A University of Georgia football player had a gun in his car and admitted to having smoked marijuana when an officer conducted a traffic stop on the player’s vehicle over the weekend in downtown Athens, according to an incident report released Monday by Athens-Clarke County police report.

A Dodge Charger being driven by 20-year-old Bulldogs running back James Edwin Cook caught an officer’s attention on East Clayton Street at about 12:44 a.m. Saturday because it displayed an auto dealer’s drive-out tag, and the officer believed the driver was taking evasive maneuvers to keep the officer from being able to check the temporary tag, according to the report.

As soon as the police car got behind Cook’s car, the football player pulled the Charger into a handicap parking space.

The officer’s suspicions were further aroused when Cook and his passenger immediately exited the car, according to the report.

The officer wrote in his re[ort that when people exit a vehicle during a traffic stop “they are attempting to remove themselves from contraband within the vehicle.”

After ordering Cook and his passenger to get back into the car, the officer spoke with Cook through the open driver’s side window.

“The driver informed me he did not have his driver’s license on his person, and he was a football player ay UGA,” the officer wrote in his report.

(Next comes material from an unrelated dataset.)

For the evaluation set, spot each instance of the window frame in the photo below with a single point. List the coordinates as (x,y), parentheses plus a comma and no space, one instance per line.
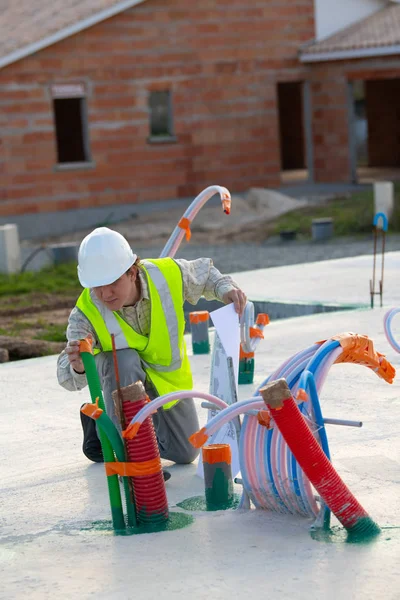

“As we spoke, I could smell the strong odor of burnt marijuana,” according to the report. When asked about the smell of pot, Cook reportedly replied that “there wasn’t any more in the car because he smoked it.”

In addition to the odor of burnt marijuana, the officer noted some loose marijuana “shake” in the car’s center console. When officers began to search the car, Cook’s passenger informed them that his Glock 19 pistol was in the glove box, the report noted.

“The search was concluded and no other amount of marijuana, other than shake, was found in the vehicle,” according to the police report. “However, during the search an unsealed 1.75-liter glass bottle of Hennessy cognac was found behind the driver’s seat of the vehicle."

The passenger, a 21-year-old Ellenwood man, told police the cognac was his.

A computer check on Cook’s Florida driver’s license revealed it was invalid, according to the report

Cook was subsequently arrested and charged with driving while unlicensed and possession of an open container of alcohol in a motor vehicle.

He was released from jail at 2:57 a.m. on personal recognizance bonds totaling $2,000.